As far as I know Optimus still causes problems. If you can, turn it off in the BIOS. Unfortunately that means you can only use one of the videocards, not both.


----------



## xwwu (Mar 18, 2014)

Thanks, that's it. But no chance to choose video cards in BIOS. so how about the xorg.conf? `Xorg -configure` just generate driver vesa for Intel card.


----------



## ondra_knezour (Mar 18, 2014)

Which FreeBSD version? See https://wiki.freebsd.org/Graphics


----------



## xwwu (Mar 18, 2014)

Brand new version:10.0.


----------



## ondra_knezour (Mar 18, 2014)

The newer version of the Intel Graphics driver is not enabled by default in the 10.0 release if I recall right and so you have to add WITH_NEW_XORG=yes and rebuild some ports by yourself. All Intel devices up to Ivy Bridge should be supported then. Latest Haswell CPUs are still listed as unsupported. Everything is from the wiki page linked above, where you can also find which ports you have to rebuild, see the "Installing KMS Ports" section.


----------



## xwwu (Mar 19, 2014)

Thanks! I will try it. How about KMS? Do I still need to configure KMS in make.conf?


----------



## ondra_knezour (Mar 19, 2014)

WITH_KMS is no longer needed - written just under example make.conf on wiki page. But I also overlooked it several times


----------



## xwwu (Mar 19, 2014)

Yes, but after put WITH_NEW_XORG=yes into /etc/make.conf. Then `pkg update`, no change at all.


----------



## ondra_knezour (Mar 19, 2014)

I don't see any `pkg update` on that wiki page, do you? Please try to read that one section mentioned before. You'll see three commands listed there which you can copy'n'paste.


----------



## SirDice (Mar 19, 2014)

xwwu said:
			
		

> Yes, but after put WITH_NEW_XORG=yes into /etc/make.conf. Then `pkg update`, no change at all.
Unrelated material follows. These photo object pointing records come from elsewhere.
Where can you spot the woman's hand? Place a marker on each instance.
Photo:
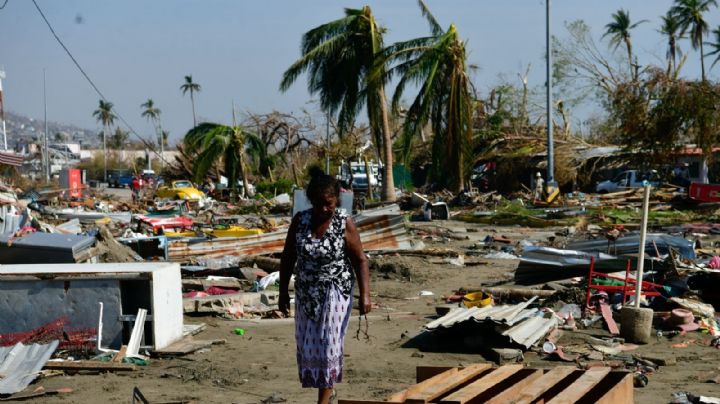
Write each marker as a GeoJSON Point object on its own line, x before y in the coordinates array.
{"type": "Point", "coordinates": [365, 304]}
{"type": "Point", "coordinates": [284, 303]}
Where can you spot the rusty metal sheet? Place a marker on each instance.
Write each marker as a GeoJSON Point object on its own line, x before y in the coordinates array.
{"type": "Point", "coordinates": [377, 233]}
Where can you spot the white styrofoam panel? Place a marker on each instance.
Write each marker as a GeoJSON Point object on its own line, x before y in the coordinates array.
{"type": "Point", "coordinates": [167, 305]}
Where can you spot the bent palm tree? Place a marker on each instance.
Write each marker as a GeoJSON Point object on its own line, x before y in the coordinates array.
{"type": "Point", "coordinates": [192, 88]}
{"type": "Point", "coordinates": [105, 116]}
{"type": "Point", "coordinates": [438, 65]}
{"type": "Point", "coordinates": [716, 46]}
{"type": "Point", "coordinates": [671, 29]}
{"type": "Point", "coordinates": [690, 15]}
{"type": "Point", "coordinates": [619, 31]}
{"type": "Point", "coordinates": [339, 56]}
{"type": "Point", "coordinates": [152, 113]}
{"type": "Point", "coordinates": [215, 142]}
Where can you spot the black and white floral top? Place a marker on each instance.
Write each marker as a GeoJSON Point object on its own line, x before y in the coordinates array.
{"type": "Point", "coordinates": [321, 263]}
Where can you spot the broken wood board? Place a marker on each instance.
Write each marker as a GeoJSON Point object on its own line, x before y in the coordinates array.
{"type": "Point", "coordinates": [513, 383]}
{"type": "Point", "coordinates": [186, 346]}
{"type": "Point", "coordinates": [76, 366]}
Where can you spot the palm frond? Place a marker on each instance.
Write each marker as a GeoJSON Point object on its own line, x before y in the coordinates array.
{"type": "Point", "coordinates": [435, 28]}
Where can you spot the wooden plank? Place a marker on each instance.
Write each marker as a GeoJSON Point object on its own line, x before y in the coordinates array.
{"type": "Point", "coordinates": [509, 394]}
{"type": "Point", "coordinates": [120, 355]}
{"type": "Point", "coordinates": [438, 389]}
{"type": "Point", "coordinates": [183, 347]}
{"type": "Point", "coordinates": [532, 392]}
{"type": "Point", "coordinates": [581, 386]}
{"type": "Point", "coordinates": [90, 365]}
{"type": "Point", "coordinates": [423, 373]}
{"type": "Point", "coordinates": [400, 397]}
{"type": "Point", "coordinates": [621, 393]}
{"type": "Point", "coordinates": [477, 387]}
{"type": "Point", "coordinates": [362, 402]}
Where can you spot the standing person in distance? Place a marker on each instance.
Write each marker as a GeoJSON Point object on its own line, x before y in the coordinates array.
{"type": "Point", "coordinates": [323, 248]}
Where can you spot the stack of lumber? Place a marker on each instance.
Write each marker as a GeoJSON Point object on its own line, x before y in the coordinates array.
{"type": "Point", "coordinates": [482, 383]}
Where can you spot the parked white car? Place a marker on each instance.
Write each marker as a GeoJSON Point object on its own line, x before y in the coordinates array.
{"type": "Point", "coordinates": [628, 179]}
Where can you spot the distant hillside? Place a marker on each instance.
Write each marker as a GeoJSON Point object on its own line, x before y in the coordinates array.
{"type": "Point", "coordinates": [21, 130]}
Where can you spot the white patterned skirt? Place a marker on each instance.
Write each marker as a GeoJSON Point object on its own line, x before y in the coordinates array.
{"type": "Point", "coordinates": [320, 343]}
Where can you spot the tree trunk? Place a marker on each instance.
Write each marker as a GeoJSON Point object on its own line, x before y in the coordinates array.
{"type": "Point", "coordinates": [246, 188]}
{"type": "Point", "coordinates": [162, 146]}
{"type": "Point", "coordinates": [293, 167]}
{"type": "Point", "coordinates": [702, 60]}
{"type": "Point", "coordinates": [192, 102]}
{"type": "Point", "coordinates": [368, 175]}
{"type": "Point", "coordinates": [633, 71]}
{"type": "Point", "coordinates": [107, 127]}
{"type": "Point", "coordinates": [388, 187]}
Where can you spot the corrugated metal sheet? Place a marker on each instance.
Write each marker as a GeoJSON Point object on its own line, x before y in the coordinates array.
{"type": "Point", "coordinates": [20, 365]}
{"type": "Point", "coordinates": [89, 217]}
{"type": "Point", "coordinates": [628, 245]}
{"type": "Point", "coordinates": [10, 220]}
{"type": "Point", "coordinates": [378, 232]}
{"type": "Point", "coordinates": [521, 325]}
{"type": "Point", "coordinates": [530, 331]}
{"type": "Point", "coordinates": [504, 314]}
{"type": "Point", "coordinates": [39, 248]}
{"type": "Point", "coordinates": [11, 159]}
Settings in /etc/make.conf are only activated when you build from ports. It has no effect on packages. You can't change any of the _build_ options on packages (because they're already built).


----------



## xwwu (Mar 19, 2014)

Thanks! that's true..

Because .txz always same. of course no change.


----------



## xwwu (Mar 19, 2014)

`portmaster xorg` again and `Xorg -configure`. the driver for Intel is still vesa. Not any improvement.

Why?


----------